Affiliations: CTO, Opera Software; Chairman, YesLogic
Abstract: This paper describes a case study on the markup behind "info-boxes" in Wikipedia articles. Currently, the markup uses HTML tables to achieve its formatting. A rewritten version of the code is more semantic, more compact, more readable, and more friendly to reuse — while still maintaining the same presentation in standards-compliant browsers. A key part of the solution is to use the CSS "inline-block" feature.
Keywords: Wikipedia, markup structured documents, style sheets
Date: 2009-03-23
This case study is part of a series.
Many Wikipedia articles contain "info-boxes" on the right side. Info-boxes contain essential statistics about the subject of the article, in a format that can easily be compared with other similar subjects. For example, all articles about countries have an info-box with the name of the country, its flag, name of the capital etc.
When trying to print Wikipedia articles, info-boxes pose some challenges due to the HTML code behind the info-boxes. The current markup uses HTML tables to achieve their presentation. This is not entirely unreasonable; much of the information in the info-boxes is tabular in its form. However, the chosen markup is poorly structured and extensive use of style attributes makes it hard to re-purpose the articles for other presentations, e.g., printing.

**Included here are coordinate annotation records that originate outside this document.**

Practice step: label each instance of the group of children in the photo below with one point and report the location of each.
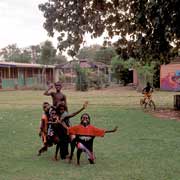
(55, 128)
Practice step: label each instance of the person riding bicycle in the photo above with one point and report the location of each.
(147, 91)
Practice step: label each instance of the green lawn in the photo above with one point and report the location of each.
(143, 148)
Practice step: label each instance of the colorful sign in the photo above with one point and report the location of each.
(171, 81)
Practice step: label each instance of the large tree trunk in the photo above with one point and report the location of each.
(177, 102)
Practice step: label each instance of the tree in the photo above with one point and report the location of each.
(14, 54)
(48, 53)
(105, 55)
(97, 53)
(151, 26)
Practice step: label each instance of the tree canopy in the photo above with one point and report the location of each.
(146, 29)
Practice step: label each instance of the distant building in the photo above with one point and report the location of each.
(24, 75)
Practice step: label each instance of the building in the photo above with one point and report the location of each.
(170, 76)
(23, 75)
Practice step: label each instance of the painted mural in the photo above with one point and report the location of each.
(171, 81)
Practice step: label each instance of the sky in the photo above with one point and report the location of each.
(22, 23)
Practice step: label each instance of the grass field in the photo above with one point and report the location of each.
(143, 148)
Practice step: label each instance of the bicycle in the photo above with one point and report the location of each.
(147, 103)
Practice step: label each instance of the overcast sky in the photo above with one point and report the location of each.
(21, 22)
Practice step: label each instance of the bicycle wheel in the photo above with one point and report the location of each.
(152, 105)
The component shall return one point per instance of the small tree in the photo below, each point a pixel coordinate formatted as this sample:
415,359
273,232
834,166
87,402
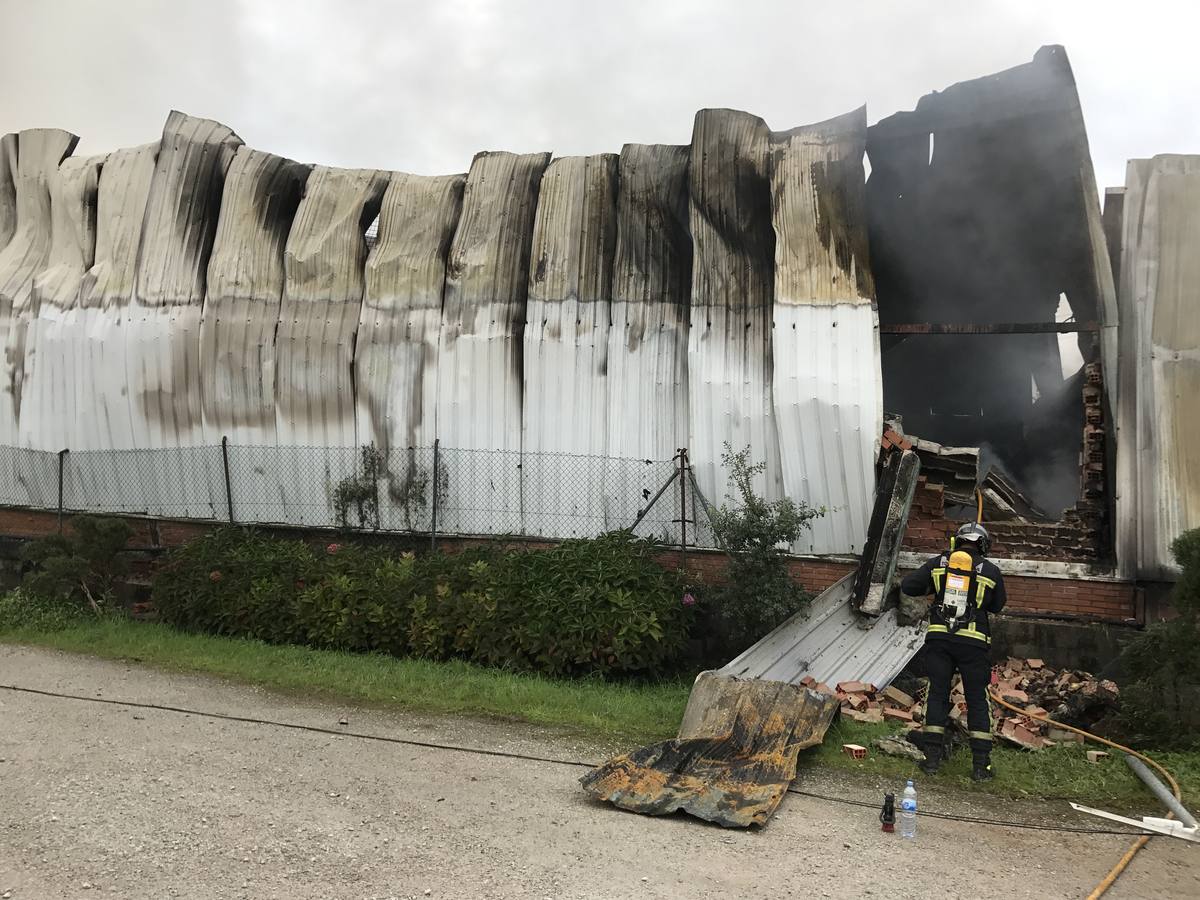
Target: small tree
359,492
759,593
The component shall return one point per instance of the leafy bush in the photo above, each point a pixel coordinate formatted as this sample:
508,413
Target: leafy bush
238,583
759,592
81,567
1162,664
22,610
601,605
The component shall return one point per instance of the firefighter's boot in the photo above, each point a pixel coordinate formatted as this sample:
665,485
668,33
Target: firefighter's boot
935,753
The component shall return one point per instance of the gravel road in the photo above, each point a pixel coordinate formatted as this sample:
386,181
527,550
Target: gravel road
108,801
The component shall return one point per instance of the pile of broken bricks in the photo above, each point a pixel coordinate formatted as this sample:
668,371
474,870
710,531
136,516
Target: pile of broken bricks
1069,696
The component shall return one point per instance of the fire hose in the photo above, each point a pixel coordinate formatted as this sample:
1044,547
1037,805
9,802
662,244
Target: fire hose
1122,864
1115,873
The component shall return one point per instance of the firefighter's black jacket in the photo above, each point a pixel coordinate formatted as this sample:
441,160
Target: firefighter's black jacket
988,594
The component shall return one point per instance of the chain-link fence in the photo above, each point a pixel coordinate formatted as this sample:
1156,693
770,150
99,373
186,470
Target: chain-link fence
403,490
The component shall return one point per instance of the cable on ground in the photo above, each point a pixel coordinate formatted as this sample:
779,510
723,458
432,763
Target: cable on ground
504,754
1115,873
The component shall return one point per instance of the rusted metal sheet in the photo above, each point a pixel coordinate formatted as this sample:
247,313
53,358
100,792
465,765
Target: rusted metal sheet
565,359
39,154
1158,432
479,364
825,357
733,760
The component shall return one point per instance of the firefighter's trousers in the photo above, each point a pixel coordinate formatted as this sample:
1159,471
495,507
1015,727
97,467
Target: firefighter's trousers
942,658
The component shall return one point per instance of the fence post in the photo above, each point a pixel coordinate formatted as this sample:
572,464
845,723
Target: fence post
63,456
433,516
683,508
225,460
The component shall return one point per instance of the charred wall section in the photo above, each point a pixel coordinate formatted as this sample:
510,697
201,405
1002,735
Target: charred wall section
983,210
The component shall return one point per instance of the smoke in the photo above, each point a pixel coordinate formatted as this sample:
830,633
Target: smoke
421,87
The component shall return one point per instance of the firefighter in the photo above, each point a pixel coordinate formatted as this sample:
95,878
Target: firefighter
966,588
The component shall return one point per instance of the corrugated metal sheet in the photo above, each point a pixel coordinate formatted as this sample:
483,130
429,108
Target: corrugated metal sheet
244,291
732,289
315,343
826,381
648,335
162,324
105,412
733,760
831,642
7,189
479,365
39,154
396,353
1158,473
565,359
54,347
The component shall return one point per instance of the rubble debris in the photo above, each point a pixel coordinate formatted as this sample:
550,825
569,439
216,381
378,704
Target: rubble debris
958,469
1071,697
899,745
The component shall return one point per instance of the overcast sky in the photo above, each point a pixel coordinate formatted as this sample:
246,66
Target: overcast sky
420,87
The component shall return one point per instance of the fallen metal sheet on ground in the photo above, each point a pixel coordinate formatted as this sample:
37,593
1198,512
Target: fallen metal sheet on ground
733,759
831,642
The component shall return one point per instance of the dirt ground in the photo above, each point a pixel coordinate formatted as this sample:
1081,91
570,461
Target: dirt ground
106,801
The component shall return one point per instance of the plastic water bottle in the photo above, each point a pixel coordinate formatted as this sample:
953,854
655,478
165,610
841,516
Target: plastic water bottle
909,811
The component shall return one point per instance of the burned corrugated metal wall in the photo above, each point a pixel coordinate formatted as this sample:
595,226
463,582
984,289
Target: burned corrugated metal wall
1158,431
983,209
610,307
616,307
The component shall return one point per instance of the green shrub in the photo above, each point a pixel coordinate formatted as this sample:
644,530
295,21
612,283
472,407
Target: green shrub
1162,665
588,606
601,605
22,610
81,567
759,593
238,583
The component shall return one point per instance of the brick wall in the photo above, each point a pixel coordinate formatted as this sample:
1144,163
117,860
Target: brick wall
1081,535
1074,598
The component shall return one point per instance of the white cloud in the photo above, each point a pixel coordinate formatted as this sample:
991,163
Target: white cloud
424,85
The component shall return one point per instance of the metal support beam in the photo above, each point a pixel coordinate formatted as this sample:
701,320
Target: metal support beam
1159,790
999,328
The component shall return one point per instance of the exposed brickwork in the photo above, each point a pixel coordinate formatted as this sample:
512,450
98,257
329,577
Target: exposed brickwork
1102,600
1079,537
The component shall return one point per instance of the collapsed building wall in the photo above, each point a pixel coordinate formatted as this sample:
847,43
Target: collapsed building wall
689,297
1158,467
983,211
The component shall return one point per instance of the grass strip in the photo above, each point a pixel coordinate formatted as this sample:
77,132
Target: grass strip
631,714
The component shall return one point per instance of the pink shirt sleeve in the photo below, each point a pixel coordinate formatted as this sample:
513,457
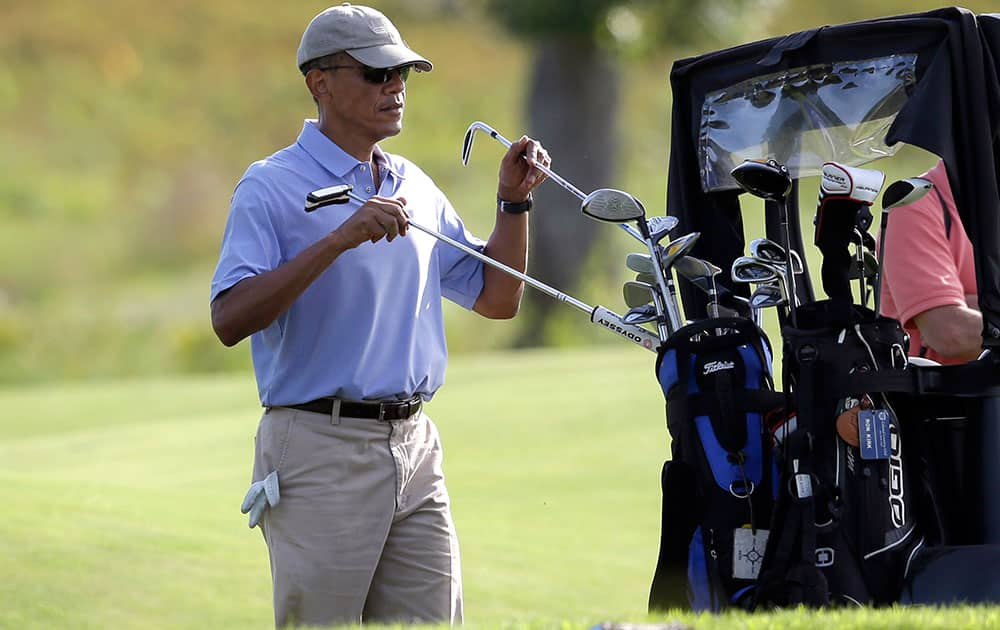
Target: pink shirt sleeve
920,268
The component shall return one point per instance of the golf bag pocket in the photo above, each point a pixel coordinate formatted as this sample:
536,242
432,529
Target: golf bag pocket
858,524
718,486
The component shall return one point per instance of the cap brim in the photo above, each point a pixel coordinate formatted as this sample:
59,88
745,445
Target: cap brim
390,56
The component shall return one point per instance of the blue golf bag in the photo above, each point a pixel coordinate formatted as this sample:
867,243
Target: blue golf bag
718,486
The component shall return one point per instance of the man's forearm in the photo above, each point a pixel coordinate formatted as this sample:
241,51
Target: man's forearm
254,303
501,295
952,331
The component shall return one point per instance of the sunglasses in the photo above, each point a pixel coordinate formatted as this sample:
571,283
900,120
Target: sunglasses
377,76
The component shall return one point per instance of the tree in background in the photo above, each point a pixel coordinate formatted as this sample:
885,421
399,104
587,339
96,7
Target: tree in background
573,106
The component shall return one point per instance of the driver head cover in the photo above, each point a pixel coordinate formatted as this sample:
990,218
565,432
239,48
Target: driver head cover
848,182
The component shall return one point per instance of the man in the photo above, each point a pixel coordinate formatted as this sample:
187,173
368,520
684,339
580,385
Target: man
929,281
343,307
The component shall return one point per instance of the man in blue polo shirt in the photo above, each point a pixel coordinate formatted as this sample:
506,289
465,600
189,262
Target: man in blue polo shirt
343,308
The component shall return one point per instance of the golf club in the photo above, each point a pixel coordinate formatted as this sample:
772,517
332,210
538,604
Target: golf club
599,315
638,293
899,193
470,135
616,206
770,180
691,267
766,249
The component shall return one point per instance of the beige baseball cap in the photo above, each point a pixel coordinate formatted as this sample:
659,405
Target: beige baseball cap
361,32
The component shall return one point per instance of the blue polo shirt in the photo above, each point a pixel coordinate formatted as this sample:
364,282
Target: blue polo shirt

I have studied the markup behind one info-box in particular, namely the one for Norway (which happens to be my native country). All countries use the same templates to generate their info-boxes, so the findings should be relevant beyond this specific articles.
I have also created an alternative, table-free version of the
info-box. Instead of tables, the markup in my alternative version uses
semantic HTML elements (dl, dt, dt, ol, li) combined with
some of the more advanced features of CSS 2.1. In particular, inline-block and counters are used to replicate the traditional presentation of info-boxes.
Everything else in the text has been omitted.